The past few weeks have shown us that true change is even more of a struggle than we might previously have believed. As if we needed any more bad news, Sen. Arlen Specter (R-Pa.) yesterday announced he would vote against cloture on the critically important Employee Free Choice Act. Specter’s move makes it very unlikely that EFCA will pass as the Senate requires 60 votes to move forward on legislation. Specter’s move comes despite a prior vote for cloture in 2007 and despite the fact that a majority of Americans support the legislation, according to recent polls.
That Specter has caved to the business community on this issue is only the latest sign, not just of the influence the business and financial sectors continue to wield on our politics, but of the outrageously unfair playing field in this economy — both in terms of wealth and power. With one vote in the Senate, the business elites can put a stop to just about anything.
Last week’s revelations of the AIG bailout debacle really make me wonder why anyone continues to listen to the business community about anything concerning public policy. As has been widely noted, the government did nothing to stop AIG from awarding its derivatives-trading staff — the very people who took such tremendously irresponsible risks with other people’s money and helped implode the global economy — with huge bonuses. But, perhaps more sickeningly, they also used AIG as a shell bailout for other banks.
The biggest recipient of what veteran journalist Robert Scheer has called this “backdoor bailout” was Goldman Sachs, which also had the gall Tuesday to suggest that it could not live with the idea that Congress might actually want there to be some conditions under which their bailout money would be used. But it is clear that they, like much of the financial community, are just trying to scare Congress into backing off.
It is increasingly clear that Treasury Secretary Timothy Geithner, who helped orchestrate the AIG bailout, has completely failed to serve the public interest. Yet on Monday, Wall Street seemed to rally to his defense. Why? Because his new banking sector plan — in which the government will help private firms buy up toxic assets — is basically another huge bailout of Wall Street with no strings attached. As such, many critics – including Nobel laureate Paul Krugman – are skeptical it will actually address any of the fundamental issues that plague the banking sector.

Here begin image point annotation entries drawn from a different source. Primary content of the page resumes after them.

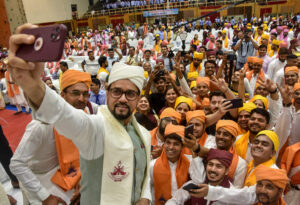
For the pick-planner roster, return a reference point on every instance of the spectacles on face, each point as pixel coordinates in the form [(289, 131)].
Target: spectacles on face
[(118, 92), (77, 93)]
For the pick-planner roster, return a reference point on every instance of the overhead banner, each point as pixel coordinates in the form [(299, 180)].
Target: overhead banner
[(160, 12)]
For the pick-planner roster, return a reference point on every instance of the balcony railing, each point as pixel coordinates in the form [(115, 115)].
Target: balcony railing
[(180, 5)]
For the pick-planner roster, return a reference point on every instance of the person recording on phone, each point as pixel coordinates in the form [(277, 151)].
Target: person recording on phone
[(245, 47), (214, 173), (90, 64), (171, 170), (120, 178)]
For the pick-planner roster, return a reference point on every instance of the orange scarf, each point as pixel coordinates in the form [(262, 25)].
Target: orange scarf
[(163, 178), (200, 141), (261, 74), (153, 136), (280, 202), (157, 46), (10, 91), (241, 145), (68, 156), (234, 163), (250, 178), (193, 69)]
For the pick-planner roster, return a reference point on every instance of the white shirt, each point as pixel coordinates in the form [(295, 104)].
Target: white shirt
[(274, 67), (92, 67), (173, 167), (36, 154)]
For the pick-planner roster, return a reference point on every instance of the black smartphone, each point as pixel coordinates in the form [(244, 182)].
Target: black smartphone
[(188, 130), (190, 186), (236, 103), (48, 45)]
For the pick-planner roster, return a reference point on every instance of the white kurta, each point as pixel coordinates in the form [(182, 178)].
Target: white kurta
[(35, 162)]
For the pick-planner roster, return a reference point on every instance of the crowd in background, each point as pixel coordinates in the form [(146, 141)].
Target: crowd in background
[(192, 81)]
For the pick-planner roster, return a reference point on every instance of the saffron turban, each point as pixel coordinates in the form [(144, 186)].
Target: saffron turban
[(205, 102), (249, 106), (263, 99), (258, 61), (170, 112), (198, 55), (272, 136), (182, 99), (71, 77), (296, 86), (192, 74), (251, 59), (121, 71), (174, 129), (276, 42), (277, 176), (205, 80), (265, 36), (193, 84), (223, 156), (291, 68), (228, 125), (211, 53), (199, 114)]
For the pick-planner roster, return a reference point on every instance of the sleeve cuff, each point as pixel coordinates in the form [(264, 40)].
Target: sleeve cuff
[(49, 110), (43, 194)]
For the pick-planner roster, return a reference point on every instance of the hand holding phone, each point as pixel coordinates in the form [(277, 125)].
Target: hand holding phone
[(188, 130), (190, 186), (236, 103), (48, 44)]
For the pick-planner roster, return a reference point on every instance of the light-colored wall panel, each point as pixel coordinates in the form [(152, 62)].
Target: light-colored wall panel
[(42, 11)]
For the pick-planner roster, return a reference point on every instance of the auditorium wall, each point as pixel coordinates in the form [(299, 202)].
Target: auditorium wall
[(43, 11)]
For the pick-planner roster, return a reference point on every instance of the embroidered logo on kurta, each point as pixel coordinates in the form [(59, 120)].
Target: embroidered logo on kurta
[(72, 172), (119, 173)]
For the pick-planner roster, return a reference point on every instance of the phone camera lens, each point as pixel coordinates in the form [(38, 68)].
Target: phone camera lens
[(53, 36)]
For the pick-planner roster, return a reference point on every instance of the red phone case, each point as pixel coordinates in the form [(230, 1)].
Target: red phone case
[(48, 45)]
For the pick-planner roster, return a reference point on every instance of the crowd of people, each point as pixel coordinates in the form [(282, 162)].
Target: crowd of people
[(129, 116)]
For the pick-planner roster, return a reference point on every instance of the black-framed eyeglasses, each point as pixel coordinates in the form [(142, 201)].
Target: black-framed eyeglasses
[(118, 92), (77, 93)]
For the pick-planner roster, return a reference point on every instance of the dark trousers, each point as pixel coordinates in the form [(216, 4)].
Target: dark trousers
[(5, 155)]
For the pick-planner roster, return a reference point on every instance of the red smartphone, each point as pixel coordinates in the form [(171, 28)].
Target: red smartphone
[(236, 103), (160, 61), (188, 130), (48, 45)]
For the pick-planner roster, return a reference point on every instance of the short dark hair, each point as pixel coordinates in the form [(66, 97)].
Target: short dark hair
[(101, 60), (174, 136), (96, 81), (194, 47), (147, 51), (283, 51), (262, 46), (219, 41), (216, 93), (292, 56), (262, 112), (63, 63), (210, 61)]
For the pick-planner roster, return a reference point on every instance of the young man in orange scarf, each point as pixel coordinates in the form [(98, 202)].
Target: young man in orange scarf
[(46, 151), (268, 191), (168, 115), (214, 174), (256, 73), (259, 120), (171, 170)]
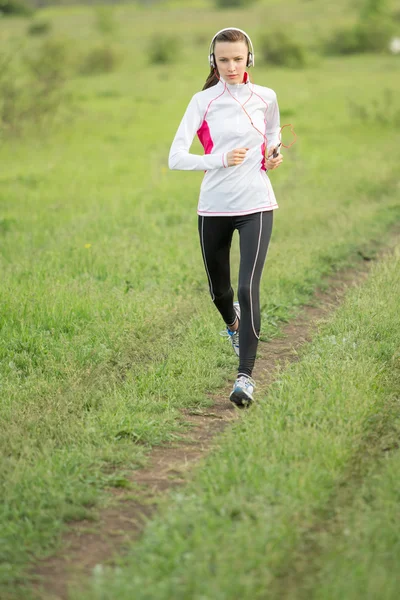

I have thought for a while now that something in all of this would have to give. The outrage that the AIG bonuses touched off is, I believe, a sign of the growing frustration among many Americans with the dramatically uneven playing field in this economy — where corporate executives can fail their companies and all of us and still walk away with millions to spend lavishly, but lifelong employees of GM or Ford must give up their retirement benefits after years of dedication and service to their employers.
That one man, Specter, can hold up the most sweeping and important change in labor law since the original 1935 National Labor Relations Act was passed is absolutely staggering. I hope he is punished for this unconscionable vote in the 2010 elections. Yet his decision is a sign of “just how much the currently entrenched powers will fight to maintain their advantages,” as Christopher Hayes of The Nation noted yesterday. (It’s also yet another sign that the filibuster is an anti-democratic holdover standing in the way of change.)
What’s especially worrisome is the reality that, as Krugman has pointed out, if the new bank bailout fails it will likely undermine President Obama’s entire agenda. Depending when this happens, we could end up with more Republicans in the Senate in 2010, leaving us even worse off, given that the Republican Party seems prepared to allow absolutely nothing the president wants to happen.
It’s time for us to stop being afraid of business or right-wing extremists. President Obama’s priorities are truly too big to fail — they are that important. Yet we will get nowhere as a country if we do not make our outrage heard loud and clear. FDR publicly credited street protest and popular anger that was generated by social movements with creating the political environment in which Congress had to act in response to public pressure. That was what it took during the Great Depression to get major changes passed, and that’s what it will take to do it again. We need to make it impossible for our government not to listen and respond to the clamor for fundamental change.
Moments of crises such as these are the clearest test of our values. Those tests are everywhere right now for us, at national, state and local levels. Are we prepared to fight for what is right, or are we going to sit back and watch this powerful chance for change slip through our fingers?
Hugh Baran is a senior in Davenport College.